Before you begin
Ensure that you successfully completed and verified the required pre-installation tasks and settings (see Pre-installation tasks and considerations), in particular the following:
You are logged on using a user account with sufficient administrative privileges on the machine to run the installation.
Installing OneSpan Authentication Server
To install OneSpan Authentication Server (basic installation)
Open a terminal window.
Ensure that the terminal window resolution is at least 80x24. Otherwise the Configuration Wizard cannot start automatically after the installation or upgrade.
Log on as root using the hyphen option (su -).
This ensures you load the root profile, not the default profile.
Navigate to the mounted disk or ISO image containing the OneSpan Authentication Server setup files and locate the OneSpan Authentication Server install script install.sh.
Run ./install.sh.
The install script will guide you through the installation.
Type the installation mode to run, in this case: basic.
Use Space to scroll through the OneSpan license agreement and type yes to accept it.
If required, specify whether to encrypt the embedded MariaDB database and database connections.
If you want to use encryption for the data store and all connections to the embedded database, type yes.
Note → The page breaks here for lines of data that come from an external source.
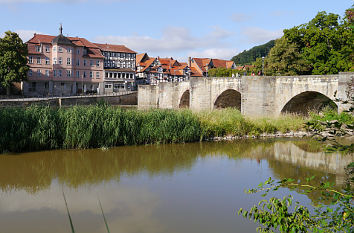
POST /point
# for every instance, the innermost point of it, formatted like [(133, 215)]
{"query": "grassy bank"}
[(40, 128)]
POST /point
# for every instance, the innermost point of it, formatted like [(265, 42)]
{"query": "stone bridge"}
[(253, 95)]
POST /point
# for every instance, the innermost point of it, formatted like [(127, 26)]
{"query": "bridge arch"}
[(229, 98), (185, 99), (308, 101)]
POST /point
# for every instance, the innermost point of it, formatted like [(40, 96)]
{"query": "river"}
[(196, 187)]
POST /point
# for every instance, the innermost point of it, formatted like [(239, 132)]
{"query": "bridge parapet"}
[(253, 95)]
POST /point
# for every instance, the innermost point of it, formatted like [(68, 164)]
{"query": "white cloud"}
[(260, 35), (173, 39), (240, 17), (220, 53)]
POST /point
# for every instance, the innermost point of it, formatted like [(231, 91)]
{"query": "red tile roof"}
[(114, 48)]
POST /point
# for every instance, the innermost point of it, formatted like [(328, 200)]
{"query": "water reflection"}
[(157, 188)]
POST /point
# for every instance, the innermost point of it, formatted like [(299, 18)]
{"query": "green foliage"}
[(278, 214), (320, 121), (13, 59), (322, 46), (249, 56)]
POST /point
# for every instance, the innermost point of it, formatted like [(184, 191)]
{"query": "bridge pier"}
[(259, 95)]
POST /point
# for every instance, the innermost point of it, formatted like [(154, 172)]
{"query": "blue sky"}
[(219, 29)]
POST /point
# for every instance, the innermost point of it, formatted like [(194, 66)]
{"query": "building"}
[(63, 66), (201, 65), (152, 70), (119, 68)]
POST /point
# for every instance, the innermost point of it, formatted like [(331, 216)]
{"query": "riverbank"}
[(44, 128)]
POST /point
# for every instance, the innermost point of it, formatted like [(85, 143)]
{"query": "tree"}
[(13, 60), (322, 46), (249, 56)]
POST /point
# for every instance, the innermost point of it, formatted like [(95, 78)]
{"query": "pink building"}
[(63, 66)]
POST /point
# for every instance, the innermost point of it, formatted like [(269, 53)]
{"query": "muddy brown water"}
[(195, 187)]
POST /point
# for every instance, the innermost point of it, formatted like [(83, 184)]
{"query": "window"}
[(33, 86)]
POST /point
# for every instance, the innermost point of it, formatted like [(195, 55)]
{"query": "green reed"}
[(102, 126)]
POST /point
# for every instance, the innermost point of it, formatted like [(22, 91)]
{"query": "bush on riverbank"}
[(37, 128), (41, 128)]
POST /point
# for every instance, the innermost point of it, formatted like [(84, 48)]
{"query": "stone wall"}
[(260, 95), (128, 99)]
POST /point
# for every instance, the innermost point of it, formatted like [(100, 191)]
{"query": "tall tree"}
[(13, 60), (322, 46)]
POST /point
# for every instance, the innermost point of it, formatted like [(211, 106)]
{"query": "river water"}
[(195, 187)]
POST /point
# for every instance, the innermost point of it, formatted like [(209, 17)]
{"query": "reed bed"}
[(43, 128)]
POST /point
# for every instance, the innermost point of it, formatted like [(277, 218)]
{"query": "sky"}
[(178, 29)]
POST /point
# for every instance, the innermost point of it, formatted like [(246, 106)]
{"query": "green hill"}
[(249, 56)]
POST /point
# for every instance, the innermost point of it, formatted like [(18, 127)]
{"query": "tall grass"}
[(38, 128)]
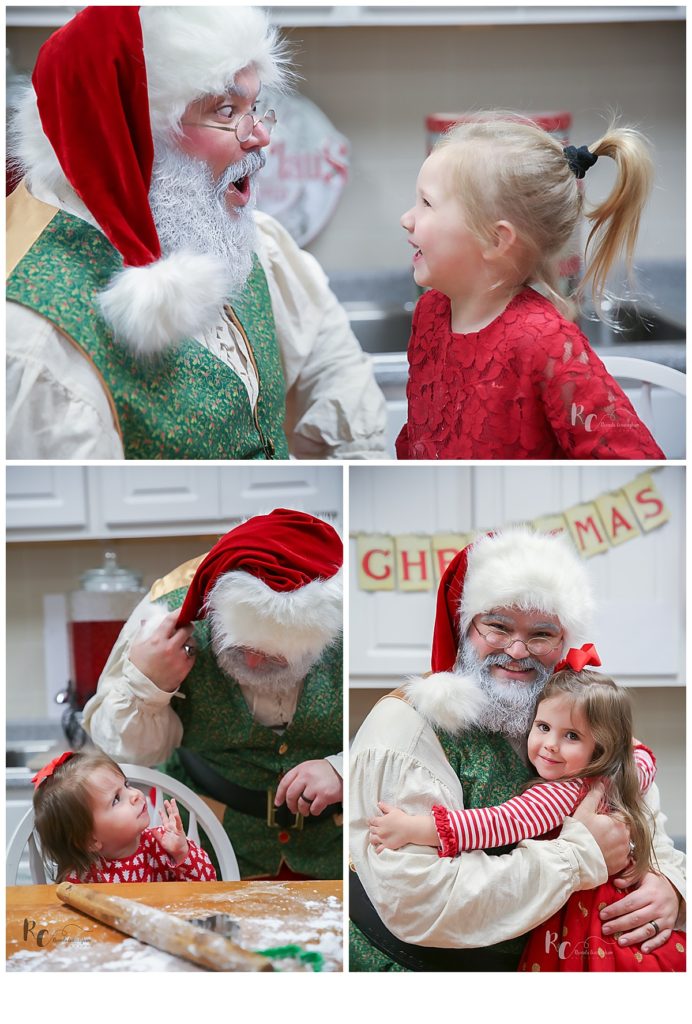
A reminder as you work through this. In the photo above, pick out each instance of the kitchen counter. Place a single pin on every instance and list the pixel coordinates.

Type no to leave it unencrypted.
Once you decide to use (or not use) encryption for the embedded database and all database connections, encryption will remain permanently enabled (or disabled). You cannot change this setting at a later time!
If required, install any missing dependencies.
The script is designed to install as many dependencies as possible. However, due to license and other restrictions, not all required standard packages are shipped with the OneSpan Authentication Server setup. Any required dependency that is not already installed and cannot be installed by the script automatically, is listed and you are prompted to install it now.
Open a separate terminal window.
Install the required packages according to your Linux distribution.
Return to the terminal window where the OneSpan Authentication Server script is running and press Enter.
When you install the embedded MariaDB database on Red Hat Enterprise Linux, you might get a conflict with older MariaDB or MySQL packages, such as:
file /etc/my.cnf from install of MariaDB-common-10.11.5-1.el7.centos.x86_64 conflicts with file from package mysql-libs-5.1.73-3.el6_5.x86_64
or
error: Failed dependencies:
mariadb-libs < 1:10.1.0 conflicts with MariaDB-compat-10.11.5-1.el7.centos.x86_64
mariadb-libs is obsoleted by MariaDB-compat-10.11.5-1.el7.centos.x86_64
To resolve this issue, the conflicting package needs to be removed. This can be done using rpm --erase --nodeps <package-name> for mariadb-libs.
This command normally needs to be executed with root permissions (e.g. using sudo).
When you install the embedded MariaDB database on Red Hat Enterprise Linux 9 or Rocky Linux 9, you might get a package conflict, such as:
Package rhel9/MariaDB-shared obsoletes following packages: mariadb-connector-c, mariadb-connector-c-config
To resolve this issue, the conflicting package needs to be removed. This can be done using the following command:
dnf remove mariadb-connector-c*
Note that removing the mariadb-connector-c and mariadb-connector-c-config packages might also implicitly remove other applications installed.
The necessary OneSpan Authentication Server components have now been installed by the installer.
Next steps
When the required components have been installed, the Configuration Wizard is started to complete the initial configuration (see Configuring OneSpan Authentication Server (basic installation)).